El giro a la derecha no es reciente y ya ha provocado cambios estructurales en el país. De hecho, una manera de interpretar la historia reciente de Israel es entenderla como una refutación a Karl Marx. Si este sostuvo que el crecimiento y apogeo del capitalismo llevaría inexorablemente al socialismo; la historia de Israel muestra que una fundación y un vigoroso desarrollo socialistas desembocaron en un capitalismo hasta hoy exitoso.
Con los palestinos, “la solución es separarnos. La pregunta es cómo” dice Friedman “necesitamos resolver el problema. ¿Tenemos ahora los medios, la situación política para hacerlo? No lo creo”.
Pese a eso “debemos continuar buscando cualquier posibilidad, cualquier resquicio que permita una coexistencia pacífica”. Pero, concluye Friedman, aún en el mejor de los casos no se puede aspirar a nada más que un moderado optimismo. “No podemos esperar, por ejemplo, una coexistencia como la que se da, por ejemplo, entre Estados Unidos y Canadá”.
En la visión de Nasrallah, empero, la solución del problema de Jerusalén requeriría una coexistencia algo más íntima que la norteamericana.
En un estudio sobre las diversas alternativas para Jerusalén, un equipo conjunto de palestinos e israelíes, (el Foro de Jerusalén, en el que participó Nasrallah) publicó en 2007 un folleto que describía los escenarios posibles y recomendaba las estrategias para lograr la visión compartida.

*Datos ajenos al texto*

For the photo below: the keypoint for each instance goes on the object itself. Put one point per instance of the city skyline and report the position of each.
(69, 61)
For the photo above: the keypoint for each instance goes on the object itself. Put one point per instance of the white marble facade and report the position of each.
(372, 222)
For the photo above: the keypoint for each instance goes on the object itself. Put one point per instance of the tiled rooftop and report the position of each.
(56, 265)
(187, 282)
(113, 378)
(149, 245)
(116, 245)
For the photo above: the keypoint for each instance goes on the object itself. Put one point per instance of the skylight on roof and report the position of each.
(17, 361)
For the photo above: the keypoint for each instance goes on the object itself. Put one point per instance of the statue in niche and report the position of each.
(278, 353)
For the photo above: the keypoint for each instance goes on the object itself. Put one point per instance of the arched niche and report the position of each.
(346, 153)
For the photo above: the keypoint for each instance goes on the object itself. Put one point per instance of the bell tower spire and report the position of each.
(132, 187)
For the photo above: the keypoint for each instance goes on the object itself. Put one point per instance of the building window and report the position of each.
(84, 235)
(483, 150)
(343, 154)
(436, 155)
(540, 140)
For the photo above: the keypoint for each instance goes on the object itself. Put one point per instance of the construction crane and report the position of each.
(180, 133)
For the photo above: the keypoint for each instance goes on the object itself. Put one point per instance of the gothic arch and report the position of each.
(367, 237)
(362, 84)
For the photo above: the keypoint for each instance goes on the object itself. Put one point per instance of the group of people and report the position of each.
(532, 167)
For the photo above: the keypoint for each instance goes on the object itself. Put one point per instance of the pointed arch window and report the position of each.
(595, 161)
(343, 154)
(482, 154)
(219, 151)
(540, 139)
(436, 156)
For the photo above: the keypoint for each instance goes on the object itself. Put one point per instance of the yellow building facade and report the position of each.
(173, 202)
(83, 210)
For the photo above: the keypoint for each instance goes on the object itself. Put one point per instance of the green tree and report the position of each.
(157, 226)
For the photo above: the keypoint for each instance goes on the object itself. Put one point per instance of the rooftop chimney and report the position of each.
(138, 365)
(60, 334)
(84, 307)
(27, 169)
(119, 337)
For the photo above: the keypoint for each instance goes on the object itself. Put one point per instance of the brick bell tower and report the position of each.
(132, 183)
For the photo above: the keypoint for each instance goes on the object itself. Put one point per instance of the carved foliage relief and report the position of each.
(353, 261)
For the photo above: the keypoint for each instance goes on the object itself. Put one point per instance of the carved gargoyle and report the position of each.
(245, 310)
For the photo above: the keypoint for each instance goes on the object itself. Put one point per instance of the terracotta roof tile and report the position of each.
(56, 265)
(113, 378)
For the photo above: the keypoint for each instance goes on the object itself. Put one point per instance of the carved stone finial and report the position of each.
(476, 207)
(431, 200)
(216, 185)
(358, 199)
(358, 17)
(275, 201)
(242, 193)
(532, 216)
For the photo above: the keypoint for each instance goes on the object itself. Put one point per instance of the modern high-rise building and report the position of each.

En ella, Jerusalén se convertiría simultáneamente en la “capital única de dos estados: Palestina e Israel”. La ciudad quedaría dividida política pero no físicamente, predicándose como “una ciudad mundial …cuya esencia tiene que ver con santidad, respeto, apertura y tolerancia entre los miembros de las tres comunidades religiosas”.
¿Es eso posible? Es cierto que, como dice Nasrallah, “cuando piensas libremente lograrás eventualmente cambiar la realidad”, pero me temo que se necesitará mucho más pensamiento libre del que se supone para empezar a cambiar una realidad cimentada en sangre, intolerancia y siglos de dogmatismo impuesto a la fuerza.